Despite improvements, container shipping performance still 'unsustainable'

AlixPartners says liner carriers face "headwinds related to continued supply and demand imbalances."

AlixPartners says liner carriers face    The container shipping industry saw modest financial improvement last year, but its “underlying performance remains unsustainable,” says the consulting firm AlixPartners.
   In its annual container shipping outlook, AlixPartners said it believes carrier finances saw only slight improvements in 2014.
   “Carriers looking to change their fortunes should focus on the container shipping business by continuing to divest of noncore assets and by closely scrutinizing the profitability of the markets they serve, the routes they sail, and the customers they conduct business with,” said AlixPartners.
   AlixPartners reviewed the financial results from 15 carriers in the 12 months ending on September 30, 2014 to estimate results for the full year.
   The research firm said earnings before interest, taxes, depreciation, and amortization (EBITDA) increased seven percent, while revenues fell three percent in that time.
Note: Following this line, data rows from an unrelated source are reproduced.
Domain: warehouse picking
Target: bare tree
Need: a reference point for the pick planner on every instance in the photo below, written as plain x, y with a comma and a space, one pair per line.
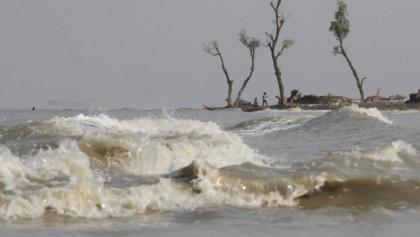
340, 27
214, 50
272, 41
252, 44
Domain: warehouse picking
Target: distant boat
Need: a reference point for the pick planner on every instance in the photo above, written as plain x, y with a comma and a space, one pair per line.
67, 104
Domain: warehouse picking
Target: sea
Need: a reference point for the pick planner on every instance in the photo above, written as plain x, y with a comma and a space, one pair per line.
194, 172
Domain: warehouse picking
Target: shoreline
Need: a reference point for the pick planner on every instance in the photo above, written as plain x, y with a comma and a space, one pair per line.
380, 105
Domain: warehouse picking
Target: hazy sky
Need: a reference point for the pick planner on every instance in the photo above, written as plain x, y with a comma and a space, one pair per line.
148, 53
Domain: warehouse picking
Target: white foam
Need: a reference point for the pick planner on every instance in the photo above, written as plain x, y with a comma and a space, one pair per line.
153, 146
371, 112
393, 153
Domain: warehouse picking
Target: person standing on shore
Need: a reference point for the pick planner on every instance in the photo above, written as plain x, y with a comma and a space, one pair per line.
264, 99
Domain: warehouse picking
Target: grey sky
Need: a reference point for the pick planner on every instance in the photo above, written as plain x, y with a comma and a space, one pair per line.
148, 53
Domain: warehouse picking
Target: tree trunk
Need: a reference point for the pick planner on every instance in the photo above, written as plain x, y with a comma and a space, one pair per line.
238, 98
277, 72
229, 82
358, 81
272, 44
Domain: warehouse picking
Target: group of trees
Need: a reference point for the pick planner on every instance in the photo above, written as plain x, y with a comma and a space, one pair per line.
340, 28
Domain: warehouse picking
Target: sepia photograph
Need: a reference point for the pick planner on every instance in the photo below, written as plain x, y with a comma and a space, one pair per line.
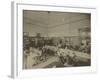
55, 39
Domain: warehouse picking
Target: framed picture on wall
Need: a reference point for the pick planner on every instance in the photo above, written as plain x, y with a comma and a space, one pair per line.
54, 45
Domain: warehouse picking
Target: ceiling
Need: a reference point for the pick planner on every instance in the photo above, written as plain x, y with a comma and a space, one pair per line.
50, 19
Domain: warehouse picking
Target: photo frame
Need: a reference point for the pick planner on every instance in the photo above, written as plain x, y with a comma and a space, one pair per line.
17, 41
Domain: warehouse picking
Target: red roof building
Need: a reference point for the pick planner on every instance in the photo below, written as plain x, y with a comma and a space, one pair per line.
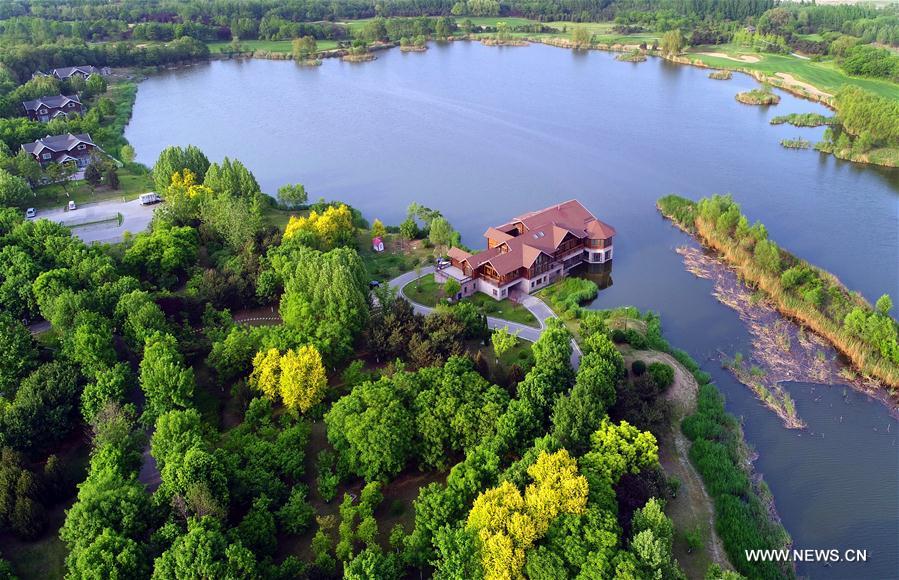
532, 251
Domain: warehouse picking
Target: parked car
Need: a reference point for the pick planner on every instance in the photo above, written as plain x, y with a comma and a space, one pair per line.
149, 198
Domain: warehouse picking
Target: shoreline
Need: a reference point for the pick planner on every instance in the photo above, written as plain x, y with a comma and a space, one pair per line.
780, 80
875, 387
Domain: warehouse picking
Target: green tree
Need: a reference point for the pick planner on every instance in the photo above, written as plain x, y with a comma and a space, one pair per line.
303, 48
441, 232
127, 154
165, 380
672, 42
372, 430
231, 178
111, 178
175, 159
205, 552
95, 85
451, 287
108, 555
109, 385
409, 229
13, 189
18, 354
503, 341
580, 37
292, 195
93, 175
325, 300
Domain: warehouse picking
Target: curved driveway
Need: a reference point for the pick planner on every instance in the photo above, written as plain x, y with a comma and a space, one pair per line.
537, 307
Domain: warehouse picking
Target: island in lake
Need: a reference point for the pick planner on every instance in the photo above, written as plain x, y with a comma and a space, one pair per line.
469, 289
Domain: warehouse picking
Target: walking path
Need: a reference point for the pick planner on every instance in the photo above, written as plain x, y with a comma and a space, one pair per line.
541, 311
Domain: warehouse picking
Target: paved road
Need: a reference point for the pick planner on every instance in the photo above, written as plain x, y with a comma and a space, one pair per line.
135, 218
537, 307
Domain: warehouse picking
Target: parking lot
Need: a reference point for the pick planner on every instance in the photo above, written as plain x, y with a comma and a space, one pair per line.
100, 221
Operating expenses fell 4 percent and working-capital management improved.
   While the rate of decline in the industry slowed, an indicator of financial distress called the Altman Z-score for publicly traded companies remained in the “distress zone” and “was only slightly higher in 2014 compared with 2013, suggesting minimal improvements in the carriers’ ability to stave off bankruptcy,” said AlixPartners.
   The firm noted carriers have taken on huge debt to build larger, more fuel efficient ships at a time when “demand has languished, causing a significant imbalance that has plagued carriers looking to right their balance sheets.” But the 15 publicly traded companies whose figures it studied saw total debt decrease from $107 billion in 2013 to $91 billion at September 30, 2014.
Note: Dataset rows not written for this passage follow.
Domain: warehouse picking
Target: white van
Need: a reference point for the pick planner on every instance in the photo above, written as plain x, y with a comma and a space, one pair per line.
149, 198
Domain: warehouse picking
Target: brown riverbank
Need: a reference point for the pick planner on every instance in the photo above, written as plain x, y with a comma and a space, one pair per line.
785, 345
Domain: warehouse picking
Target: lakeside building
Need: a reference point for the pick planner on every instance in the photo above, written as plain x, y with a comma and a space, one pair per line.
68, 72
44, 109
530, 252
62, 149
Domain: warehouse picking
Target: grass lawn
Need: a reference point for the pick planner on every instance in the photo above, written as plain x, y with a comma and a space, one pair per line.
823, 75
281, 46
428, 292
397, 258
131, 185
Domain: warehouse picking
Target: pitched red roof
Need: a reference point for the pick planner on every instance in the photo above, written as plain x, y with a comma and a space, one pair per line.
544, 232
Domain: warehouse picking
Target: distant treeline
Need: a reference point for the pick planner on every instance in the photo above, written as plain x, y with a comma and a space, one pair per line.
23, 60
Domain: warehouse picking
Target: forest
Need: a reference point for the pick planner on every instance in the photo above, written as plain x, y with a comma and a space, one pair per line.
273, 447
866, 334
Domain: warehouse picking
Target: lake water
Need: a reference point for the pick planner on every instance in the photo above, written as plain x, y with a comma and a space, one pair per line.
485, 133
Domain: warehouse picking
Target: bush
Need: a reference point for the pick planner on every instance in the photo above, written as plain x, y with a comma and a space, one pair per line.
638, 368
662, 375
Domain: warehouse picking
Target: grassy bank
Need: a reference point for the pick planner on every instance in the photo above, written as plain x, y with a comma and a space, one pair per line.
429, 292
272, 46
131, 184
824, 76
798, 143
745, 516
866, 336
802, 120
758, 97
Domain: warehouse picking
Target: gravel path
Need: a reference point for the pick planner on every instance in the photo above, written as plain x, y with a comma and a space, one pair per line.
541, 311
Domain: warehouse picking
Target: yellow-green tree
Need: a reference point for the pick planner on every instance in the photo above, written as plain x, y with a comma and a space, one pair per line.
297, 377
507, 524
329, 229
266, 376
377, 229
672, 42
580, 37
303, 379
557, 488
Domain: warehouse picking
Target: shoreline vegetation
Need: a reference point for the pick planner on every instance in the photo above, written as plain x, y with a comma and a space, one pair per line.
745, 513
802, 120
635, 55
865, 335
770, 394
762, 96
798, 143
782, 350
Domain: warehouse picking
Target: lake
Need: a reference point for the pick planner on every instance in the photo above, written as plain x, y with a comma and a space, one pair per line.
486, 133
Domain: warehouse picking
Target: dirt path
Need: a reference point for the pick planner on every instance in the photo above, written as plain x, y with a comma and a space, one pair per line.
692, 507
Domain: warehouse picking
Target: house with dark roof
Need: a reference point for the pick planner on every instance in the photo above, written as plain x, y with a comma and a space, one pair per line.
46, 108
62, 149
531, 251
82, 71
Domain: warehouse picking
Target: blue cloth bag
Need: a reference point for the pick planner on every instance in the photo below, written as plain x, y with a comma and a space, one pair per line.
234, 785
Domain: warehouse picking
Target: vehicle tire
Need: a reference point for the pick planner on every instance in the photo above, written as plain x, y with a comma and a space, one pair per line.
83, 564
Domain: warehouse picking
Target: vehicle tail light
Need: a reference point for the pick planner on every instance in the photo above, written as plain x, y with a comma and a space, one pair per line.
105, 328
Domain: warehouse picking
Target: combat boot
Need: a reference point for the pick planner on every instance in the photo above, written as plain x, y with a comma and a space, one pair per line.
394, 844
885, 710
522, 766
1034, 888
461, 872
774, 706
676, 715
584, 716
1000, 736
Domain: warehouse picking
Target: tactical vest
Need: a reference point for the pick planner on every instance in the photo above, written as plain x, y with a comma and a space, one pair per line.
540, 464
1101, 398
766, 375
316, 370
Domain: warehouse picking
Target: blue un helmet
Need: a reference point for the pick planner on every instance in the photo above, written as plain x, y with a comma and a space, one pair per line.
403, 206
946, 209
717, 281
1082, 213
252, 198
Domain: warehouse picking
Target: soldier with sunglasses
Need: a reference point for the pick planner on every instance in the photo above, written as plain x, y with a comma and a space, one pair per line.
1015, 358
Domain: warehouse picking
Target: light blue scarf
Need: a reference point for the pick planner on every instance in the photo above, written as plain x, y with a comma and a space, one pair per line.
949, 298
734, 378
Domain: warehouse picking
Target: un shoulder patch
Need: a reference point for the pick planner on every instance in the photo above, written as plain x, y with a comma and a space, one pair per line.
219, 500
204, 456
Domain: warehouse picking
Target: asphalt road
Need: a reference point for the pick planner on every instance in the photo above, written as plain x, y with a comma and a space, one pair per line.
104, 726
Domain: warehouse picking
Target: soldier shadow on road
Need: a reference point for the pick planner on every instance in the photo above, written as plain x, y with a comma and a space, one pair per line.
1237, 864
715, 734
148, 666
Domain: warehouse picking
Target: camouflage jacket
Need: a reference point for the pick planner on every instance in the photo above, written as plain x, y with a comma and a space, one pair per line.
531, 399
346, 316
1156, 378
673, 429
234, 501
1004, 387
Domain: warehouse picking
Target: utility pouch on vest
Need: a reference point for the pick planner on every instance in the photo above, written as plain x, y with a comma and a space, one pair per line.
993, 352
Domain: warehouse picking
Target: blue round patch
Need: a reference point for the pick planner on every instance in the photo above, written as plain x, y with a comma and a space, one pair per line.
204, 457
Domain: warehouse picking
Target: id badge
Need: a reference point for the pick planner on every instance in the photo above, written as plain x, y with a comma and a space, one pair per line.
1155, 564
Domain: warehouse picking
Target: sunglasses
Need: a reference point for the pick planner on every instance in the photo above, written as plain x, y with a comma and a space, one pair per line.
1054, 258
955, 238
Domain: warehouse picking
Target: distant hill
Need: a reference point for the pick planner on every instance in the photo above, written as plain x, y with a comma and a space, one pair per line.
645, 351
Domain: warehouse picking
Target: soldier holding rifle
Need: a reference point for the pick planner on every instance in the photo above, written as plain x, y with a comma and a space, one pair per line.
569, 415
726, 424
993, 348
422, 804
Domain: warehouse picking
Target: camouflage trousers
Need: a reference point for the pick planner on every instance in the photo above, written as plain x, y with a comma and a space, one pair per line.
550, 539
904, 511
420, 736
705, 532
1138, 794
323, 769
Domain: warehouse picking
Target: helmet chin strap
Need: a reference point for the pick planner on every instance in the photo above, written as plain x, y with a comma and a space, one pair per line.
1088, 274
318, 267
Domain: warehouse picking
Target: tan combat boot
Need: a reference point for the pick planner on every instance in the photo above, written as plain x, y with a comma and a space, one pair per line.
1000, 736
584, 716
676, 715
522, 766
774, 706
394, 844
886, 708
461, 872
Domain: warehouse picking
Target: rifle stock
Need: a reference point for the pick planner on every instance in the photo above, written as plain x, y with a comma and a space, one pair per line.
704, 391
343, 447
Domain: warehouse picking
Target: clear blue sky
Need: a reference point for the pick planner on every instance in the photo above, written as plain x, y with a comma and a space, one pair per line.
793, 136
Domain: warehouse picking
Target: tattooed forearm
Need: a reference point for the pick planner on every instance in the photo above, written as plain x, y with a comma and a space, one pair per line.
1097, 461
   Although the resulting drop in the debt to EBITDA ratio from 6.5 to 5.5 was a “meaningful improvement, such high leverage still poses risks, particularly for an industry that has a commoditized service and volatile EBITDA.
   “Looking forward — and due to headwinds related to continued supply and demand imbalances—we expect carriers to struggle to improve financial performance. Recent decreases in bunker fuel prices are welcome but will likely not offer a permanent fix,” said AlixPartners.
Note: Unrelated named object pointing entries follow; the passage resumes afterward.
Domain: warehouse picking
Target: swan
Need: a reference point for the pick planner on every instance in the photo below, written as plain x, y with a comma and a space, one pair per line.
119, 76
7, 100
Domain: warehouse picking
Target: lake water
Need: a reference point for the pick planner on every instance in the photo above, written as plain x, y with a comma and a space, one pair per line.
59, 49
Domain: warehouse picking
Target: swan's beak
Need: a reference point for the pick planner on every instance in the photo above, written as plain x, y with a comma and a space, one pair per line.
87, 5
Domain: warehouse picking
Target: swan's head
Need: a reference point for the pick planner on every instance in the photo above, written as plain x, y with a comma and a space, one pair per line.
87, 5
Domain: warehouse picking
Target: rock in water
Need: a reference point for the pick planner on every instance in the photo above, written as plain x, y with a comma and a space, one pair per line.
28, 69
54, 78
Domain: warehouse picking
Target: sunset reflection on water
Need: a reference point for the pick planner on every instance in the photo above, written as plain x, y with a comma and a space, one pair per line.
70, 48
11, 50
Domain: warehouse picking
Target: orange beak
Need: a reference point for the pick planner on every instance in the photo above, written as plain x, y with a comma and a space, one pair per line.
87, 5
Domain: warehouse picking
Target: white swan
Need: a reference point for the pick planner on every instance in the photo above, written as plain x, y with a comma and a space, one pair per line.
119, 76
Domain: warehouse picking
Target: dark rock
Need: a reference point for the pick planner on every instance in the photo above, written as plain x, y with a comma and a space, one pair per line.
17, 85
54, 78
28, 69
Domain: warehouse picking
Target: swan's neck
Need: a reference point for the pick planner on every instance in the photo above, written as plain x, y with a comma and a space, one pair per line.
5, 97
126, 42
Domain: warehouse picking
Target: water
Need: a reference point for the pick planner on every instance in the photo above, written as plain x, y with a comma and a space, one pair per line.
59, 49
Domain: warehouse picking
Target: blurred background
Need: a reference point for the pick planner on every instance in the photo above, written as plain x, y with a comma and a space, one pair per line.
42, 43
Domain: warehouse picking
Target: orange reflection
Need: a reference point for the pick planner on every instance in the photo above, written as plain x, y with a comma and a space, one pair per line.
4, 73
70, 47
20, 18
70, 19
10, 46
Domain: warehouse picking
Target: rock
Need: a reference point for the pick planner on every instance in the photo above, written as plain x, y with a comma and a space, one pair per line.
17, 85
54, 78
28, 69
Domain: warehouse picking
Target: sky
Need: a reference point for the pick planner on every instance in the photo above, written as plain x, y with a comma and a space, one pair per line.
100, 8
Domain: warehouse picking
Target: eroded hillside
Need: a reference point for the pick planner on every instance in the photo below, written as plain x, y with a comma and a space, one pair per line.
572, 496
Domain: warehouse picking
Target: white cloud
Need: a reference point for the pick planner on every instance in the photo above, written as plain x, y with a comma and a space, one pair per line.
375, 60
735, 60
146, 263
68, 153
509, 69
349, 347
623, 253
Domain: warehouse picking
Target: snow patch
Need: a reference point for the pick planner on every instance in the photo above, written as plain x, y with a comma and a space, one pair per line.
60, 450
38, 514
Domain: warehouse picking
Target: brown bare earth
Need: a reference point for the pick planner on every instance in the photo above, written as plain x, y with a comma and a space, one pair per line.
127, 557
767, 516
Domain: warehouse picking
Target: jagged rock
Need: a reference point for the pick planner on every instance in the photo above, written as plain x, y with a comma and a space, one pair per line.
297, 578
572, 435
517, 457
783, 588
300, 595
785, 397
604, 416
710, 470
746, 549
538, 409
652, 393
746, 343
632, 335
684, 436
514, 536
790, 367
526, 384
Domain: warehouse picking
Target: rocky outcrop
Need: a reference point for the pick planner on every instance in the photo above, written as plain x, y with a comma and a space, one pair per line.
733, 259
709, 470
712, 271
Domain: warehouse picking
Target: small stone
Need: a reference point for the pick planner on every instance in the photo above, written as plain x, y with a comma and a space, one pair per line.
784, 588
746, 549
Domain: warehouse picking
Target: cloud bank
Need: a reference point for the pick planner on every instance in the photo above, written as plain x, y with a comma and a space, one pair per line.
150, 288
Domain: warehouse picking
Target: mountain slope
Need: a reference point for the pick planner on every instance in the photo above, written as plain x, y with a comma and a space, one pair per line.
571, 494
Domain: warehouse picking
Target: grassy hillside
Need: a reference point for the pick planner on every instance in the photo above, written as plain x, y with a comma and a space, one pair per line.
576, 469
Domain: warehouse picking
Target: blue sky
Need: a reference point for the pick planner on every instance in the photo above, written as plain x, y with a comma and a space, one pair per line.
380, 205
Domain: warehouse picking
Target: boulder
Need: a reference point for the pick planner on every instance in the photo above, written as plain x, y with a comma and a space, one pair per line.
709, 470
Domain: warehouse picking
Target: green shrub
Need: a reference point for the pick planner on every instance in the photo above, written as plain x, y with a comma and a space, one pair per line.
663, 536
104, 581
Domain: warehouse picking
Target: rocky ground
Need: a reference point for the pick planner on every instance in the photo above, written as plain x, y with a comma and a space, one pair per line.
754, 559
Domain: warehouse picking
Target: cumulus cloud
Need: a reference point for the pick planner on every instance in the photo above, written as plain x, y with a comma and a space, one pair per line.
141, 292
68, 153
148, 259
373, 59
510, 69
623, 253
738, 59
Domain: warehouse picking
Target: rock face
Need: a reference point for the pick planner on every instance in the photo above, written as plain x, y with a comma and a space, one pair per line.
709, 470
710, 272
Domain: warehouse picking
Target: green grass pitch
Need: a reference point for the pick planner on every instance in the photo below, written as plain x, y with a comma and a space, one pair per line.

   AlixPartners also noted shippers are likely to pressure container carriers to "further reduce already rock-bottom freight rates, siphoning off the benefits of reduced fuel prices. Carriers have had limited success in keeping the financial benefits of cost savings away from shippers in the past.
   "The benefits of slow steaming have narrowed, causing carriers to speed up their vessels to increase throughput and revenue," the firm added. "This will have a negative effect because it serves to further increase capacity in a market that’s already oversupplied. Unless carriers are going to counter the effects of increased service speed by way of reducing or idling excess capacity, this increased capacity will likely have a continued dampening effect on carriers’ ability to increase freight rates.”
   Some carriers have said they do not plan to increase the speed of ships even though the price of fuel has dropped.
   When it reported its annual results Maersk Line, for example, said despite falling fuel prices it has “no plans of increasing vessel speed as network and fleet adjustments require a sustained low bunker price level which is not reflected in the market forward curve.”
   “Our conclusion is that it makes no sense to speed up the network,” said Nils Andersen, chief executive officer of the A.P. Moller Maersk Group. Anderson added that Maersk did not believe that speeding up ships would be an advantage to any other company either.
   AlixPartners said carriers should consider increasing investment in information technology to “find the true profitability of their customers, lanes, and services portfolio.
   “Carriers usually manage their business based on standard costing instead of real route costs,” added AlixPartners. This can lead to poor decision making since costs vary “thanks to bad weather, congestion, missed connections, and other factors” including customer-specific requirements.
   “The data that carriers require to make smarter decisions exists, and most of it exists within their systems," the firm said. "It’s just a matter of putting all the pieces together in a way that leads to the insights required to manage commercial decisions more effectively. The challenge of putting the pieces together is not new, but to a large degree the solution is. In recent years, great advances have been made in the tools and techniques required to capture, store, and manipulate large data sets from disparate systems — a trend commonly referred to as big data.”